In my opinion, the only party that is brave enough to make those changes and that is sufficiently free of the lobbyists is the Liberal Democrats. In fact, even individual parliamentary Conservatives who have supported some more radical constitutional reform in the past, have since shied away.









#1 by Graham Smith on November 23rd, 2009 - 11:50 am
> Constitutional and societal reform is
> required in the UK.
You’re a bit late, Gavin.
Constitutional reform has just taken place: the former sovereignty of the United Kingdom is now subject to the whims of the bureacratic juggernaut that we know as the European Community.
I fear that, within my lifetime, we shall see civil war taking place upon the streets of our country, as people strive to break free from the totalitarian regime that has subverted our historic freedoms.
#2 by Gav on November 28th, 2009 - 9:58 am
The totalitarian regime that has “subverted our freedoms” is the failed constitution we have in the UK which allows those powers to be handed over without intervention by referendum and without insisting that, when those powers are handed over, they’re handed over to a democratic alternative.
If you want to be picky, of course, the sovereignty of the UK has never existed — since the UK was formed in 1707 sovereignty has remained in the hands of the monarch. At no point has that constitutional reform taken place which would have placed sovereignty with the people.
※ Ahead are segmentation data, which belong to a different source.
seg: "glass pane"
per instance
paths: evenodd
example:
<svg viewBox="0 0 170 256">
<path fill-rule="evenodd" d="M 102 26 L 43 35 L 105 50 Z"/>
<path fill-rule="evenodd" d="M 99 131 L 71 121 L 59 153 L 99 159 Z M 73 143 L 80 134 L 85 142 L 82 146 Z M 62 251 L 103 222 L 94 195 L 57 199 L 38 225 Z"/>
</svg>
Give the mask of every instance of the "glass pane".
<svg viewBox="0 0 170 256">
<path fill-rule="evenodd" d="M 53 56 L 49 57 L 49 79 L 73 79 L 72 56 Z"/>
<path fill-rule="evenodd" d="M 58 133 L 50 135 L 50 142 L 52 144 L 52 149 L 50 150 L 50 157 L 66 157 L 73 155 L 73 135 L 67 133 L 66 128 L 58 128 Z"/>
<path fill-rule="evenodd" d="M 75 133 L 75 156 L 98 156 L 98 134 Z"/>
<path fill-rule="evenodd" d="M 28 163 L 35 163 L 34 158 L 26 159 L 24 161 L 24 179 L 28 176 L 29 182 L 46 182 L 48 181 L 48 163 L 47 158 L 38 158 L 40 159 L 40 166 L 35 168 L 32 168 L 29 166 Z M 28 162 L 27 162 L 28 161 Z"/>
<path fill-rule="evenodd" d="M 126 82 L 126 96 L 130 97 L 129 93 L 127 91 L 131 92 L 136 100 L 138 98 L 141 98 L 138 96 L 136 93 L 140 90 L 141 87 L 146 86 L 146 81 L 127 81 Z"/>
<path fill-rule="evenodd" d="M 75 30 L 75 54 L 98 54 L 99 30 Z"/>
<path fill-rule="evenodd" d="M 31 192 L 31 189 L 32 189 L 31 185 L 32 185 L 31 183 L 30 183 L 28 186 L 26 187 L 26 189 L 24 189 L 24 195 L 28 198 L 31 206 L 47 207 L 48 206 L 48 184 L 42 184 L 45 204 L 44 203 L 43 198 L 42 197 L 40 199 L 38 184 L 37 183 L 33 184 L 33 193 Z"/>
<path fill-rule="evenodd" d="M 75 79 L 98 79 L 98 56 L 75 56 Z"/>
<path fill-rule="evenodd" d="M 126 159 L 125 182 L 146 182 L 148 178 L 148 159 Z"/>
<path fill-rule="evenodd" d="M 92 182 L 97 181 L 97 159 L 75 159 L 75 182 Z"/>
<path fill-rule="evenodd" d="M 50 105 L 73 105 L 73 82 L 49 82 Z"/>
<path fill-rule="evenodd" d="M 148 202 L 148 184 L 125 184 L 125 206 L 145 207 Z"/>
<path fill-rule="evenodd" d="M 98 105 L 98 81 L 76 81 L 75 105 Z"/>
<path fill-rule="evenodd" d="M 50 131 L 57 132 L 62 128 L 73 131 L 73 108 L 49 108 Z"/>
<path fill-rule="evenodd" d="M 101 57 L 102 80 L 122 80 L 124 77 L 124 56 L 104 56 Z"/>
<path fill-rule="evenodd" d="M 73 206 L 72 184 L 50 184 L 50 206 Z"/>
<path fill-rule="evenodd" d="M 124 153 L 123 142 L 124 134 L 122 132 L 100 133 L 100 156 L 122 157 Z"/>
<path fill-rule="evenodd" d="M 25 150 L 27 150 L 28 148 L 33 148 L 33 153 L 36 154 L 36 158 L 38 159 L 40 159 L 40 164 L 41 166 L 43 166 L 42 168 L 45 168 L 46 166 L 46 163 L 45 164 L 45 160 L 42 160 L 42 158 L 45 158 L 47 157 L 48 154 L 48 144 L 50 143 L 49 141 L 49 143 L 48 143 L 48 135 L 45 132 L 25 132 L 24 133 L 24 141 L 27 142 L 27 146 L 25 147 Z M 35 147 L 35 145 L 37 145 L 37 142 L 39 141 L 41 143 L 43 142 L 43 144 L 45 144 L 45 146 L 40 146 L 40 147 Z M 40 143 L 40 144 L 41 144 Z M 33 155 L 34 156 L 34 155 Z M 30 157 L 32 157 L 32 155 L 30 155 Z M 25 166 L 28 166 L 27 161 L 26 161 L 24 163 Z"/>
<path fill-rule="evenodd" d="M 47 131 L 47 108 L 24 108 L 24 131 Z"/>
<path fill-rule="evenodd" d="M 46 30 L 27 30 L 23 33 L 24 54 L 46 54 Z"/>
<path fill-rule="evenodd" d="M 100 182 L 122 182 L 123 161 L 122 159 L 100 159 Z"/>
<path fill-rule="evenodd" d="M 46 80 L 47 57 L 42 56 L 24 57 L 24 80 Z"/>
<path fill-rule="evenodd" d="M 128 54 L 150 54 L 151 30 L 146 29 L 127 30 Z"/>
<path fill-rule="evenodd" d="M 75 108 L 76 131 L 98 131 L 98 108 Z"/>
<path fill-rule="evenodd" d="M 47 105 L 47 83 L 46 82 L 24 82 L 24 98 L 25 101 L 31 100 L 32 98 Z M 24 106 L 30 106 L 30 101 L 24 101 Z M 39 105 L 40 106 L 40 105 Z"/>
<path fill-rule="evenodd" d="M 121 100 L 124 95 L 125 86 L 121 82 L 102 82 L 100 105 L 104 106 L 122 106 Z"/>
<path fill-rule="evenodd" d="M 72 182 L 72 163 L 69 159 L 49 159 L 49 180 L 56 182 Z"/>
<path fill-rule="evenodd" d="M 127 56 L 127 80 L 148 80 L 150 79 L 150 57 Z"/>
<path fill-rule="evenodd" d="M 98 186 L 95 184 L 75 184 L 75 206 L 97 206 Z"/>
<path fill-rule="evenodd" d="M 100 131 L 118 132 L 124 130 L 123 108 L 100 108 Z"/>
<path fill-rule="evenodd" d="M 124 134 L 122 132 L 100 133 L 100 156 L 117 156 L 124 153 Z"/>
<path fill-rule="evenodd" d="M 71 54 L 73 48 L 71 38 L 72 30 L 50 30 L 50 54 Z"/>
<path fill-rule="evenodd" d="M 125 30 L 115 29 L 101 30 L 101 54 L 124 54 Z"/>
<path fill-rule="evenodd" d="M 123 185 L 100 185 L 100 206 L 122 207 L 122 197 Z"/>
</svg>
Personally, I blame the Conservative, Labour and the Liberal Democrats for this. And it is no good David Cameron thumping his chest when, actually, he hasn’t put together a coherent alternative to treaty after treaty after treaty.
What is needed is a vision for Europe setting out appropriate democratic reform of its governance (an elected Commission or at the very least an elected President of the EU who could appoint that commission).
But with constitutional reform on our side of the channel, the EU would seem more democratic in any case. Why, for example, should an MP for one constituency, be able to act like a President and appoint not only his entire cabinet but also the policy-maker for Europe who happens to come from these countries (the UK)? Wouldn’t it be much better to have an elected head of the government who could then appoint a Commissioner? If our electoral process, for this head of government, were as robust as the French presidential election system, a majority of the people would have voted for that person!